During a visit to Toyota's headquarters, Transportation Secretary Ray LaHood said that he and Toyota president Akio Toyoda met for "tough, but respectful and serious discussions" about Toyota's commitment to safety.
|US Transportation Secretary Ray LaHood (R) follows Toyota Motors President Akio Toyoda as they enter the room to start their joint press conference in Toyota City, Aichi prefecture, Japan, on May 10. AFP photo|
The world's biggest automaker has seen its reputation battered after recalling around 10 million vehicles worldwide, mostly for problems with sudden acceleration which have been blamed for 58 deaths in the United States.
While Toyota's safety pledges since then have been "very encouraging," LaHood warned that the US government "will watch very carefully for improvements" and will look for tangible results from the automaker.
"The proof is in the pudding, and Mr Toyoda understands what that means," said LaHood. "It's fine to have these measures in place but they need to be carried out. We will not sleep until we are sure that all Toyota vehicles are safe for American drivers."
He added that the possibility of the automaker being hit with another fine, after it agreed to pay a record 16.4 million dollars in April to settle claims it hid defects, hinged on an ongoing review of 500,000 internal documents.
"We will review all of the documents that we have received. We will make a decision on what happens after that," he said.
The US transportation chief had previously criticized Toyota for the length of time it took to respond to its recent quality issues, describing the company as "safety deaf" in congressional hearings in February.
His invitation to the auto giant's headquarters follows Toyoda's February trip to the United States when the Toyota chief tearfully apologised for safety woes following a tense appearance at a congressional hearing into the problems.

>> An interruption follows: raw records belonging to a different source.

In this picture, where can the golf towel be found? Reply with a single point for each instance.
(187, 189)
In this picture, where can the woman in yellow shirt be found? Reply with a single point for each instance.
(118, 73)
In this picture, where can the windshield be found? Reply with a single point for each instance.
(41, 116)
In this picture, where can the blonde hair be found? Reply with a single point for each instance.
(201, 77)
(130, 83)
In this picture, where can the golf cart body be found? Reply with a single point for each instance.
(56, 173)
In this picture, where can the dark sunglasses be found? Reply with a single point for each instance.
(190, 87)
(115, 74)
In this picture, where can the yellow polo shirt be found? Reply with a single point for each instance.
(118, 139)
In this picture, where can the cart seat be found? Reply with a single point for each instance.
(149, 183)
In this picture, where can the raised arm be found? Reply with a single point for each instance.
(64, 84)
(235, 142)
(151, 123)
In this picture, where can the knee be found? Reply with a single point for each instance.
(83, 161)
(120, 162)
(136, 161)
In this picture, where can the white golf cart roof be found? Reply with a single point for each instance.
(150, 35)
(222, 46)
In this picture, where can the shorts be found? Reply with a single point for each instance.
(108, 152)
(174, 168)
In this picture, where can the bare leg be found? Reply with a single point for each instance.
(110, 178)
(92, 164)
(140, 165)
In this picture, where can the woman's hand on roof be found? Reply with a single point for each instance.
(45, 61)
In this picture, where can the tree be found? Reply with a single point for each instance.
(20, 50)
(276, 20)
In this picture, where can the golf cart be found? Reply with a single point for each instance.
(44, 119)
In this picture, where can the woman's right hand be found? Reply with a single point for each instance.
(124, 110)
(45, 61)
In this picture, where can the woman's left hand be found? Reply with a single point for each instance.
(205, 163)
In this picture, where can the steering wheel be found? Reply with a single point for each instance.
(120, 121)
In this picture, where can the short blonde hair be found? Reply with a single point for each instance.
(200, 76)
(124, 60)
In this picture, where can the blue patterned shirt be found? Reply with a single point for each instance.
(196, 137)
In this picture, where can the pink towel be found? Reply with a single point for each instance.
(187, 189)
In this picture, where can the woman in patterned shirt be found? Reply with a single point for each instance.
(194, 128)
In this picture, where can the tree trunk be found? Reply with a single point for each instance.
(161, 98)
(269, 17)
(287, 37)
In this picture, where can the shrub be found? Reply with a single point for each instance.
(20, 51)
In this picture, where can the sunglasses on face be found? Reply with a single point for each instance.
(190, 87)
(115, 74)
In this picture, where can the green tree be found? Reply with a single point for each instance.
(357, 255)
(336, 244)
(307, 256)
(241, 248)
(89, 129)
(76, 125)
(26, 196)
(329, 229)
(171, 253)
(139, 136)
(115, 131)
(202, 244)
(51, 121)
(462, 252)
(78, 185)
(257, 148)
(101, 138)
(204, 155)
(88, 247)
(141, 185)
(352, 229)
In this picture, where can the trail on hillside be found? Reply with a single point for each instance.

Toyoda pledged to overhaul quality control measures, including creating a new US safety post, and requiring executives to do test-drives. The company has also said it would speed up the recall process and improve quality control.
"We are making strong progress in delivering on our commitment," Toyoda said, adding that the company was working "to ensure that all Toyota vehicles remain safe and reliable for our customers".
Toyota has also been hit with at least 97 lawsuits seeking damages for injury or death linked to sudden acceleration and 138 class action lawsuits from customers suing to recoup losses in the resale value of vehicles.
The recall crisis triggered a ratings downgrade by Moody's over concerns that product quality issues and the cost of litigation will dent Toyota's future profitability.
However, the automaker is expected to announce a swing back to profit in the past fiscal year when it releases its earnings results Tuesday, with the full impact of the recalls to be realised the following year, analysts say.
LaHood's visit will also see him meet with Toyota rivals Nissan and Honda and assess Japan's famous bullet trains as President Barack Obama looks to expand high-speed rail in the United States.
Japan is pinning its hopes on the United States choosing its technology to develop high-speed rail, but it faces tough competition from China, France and South Korea.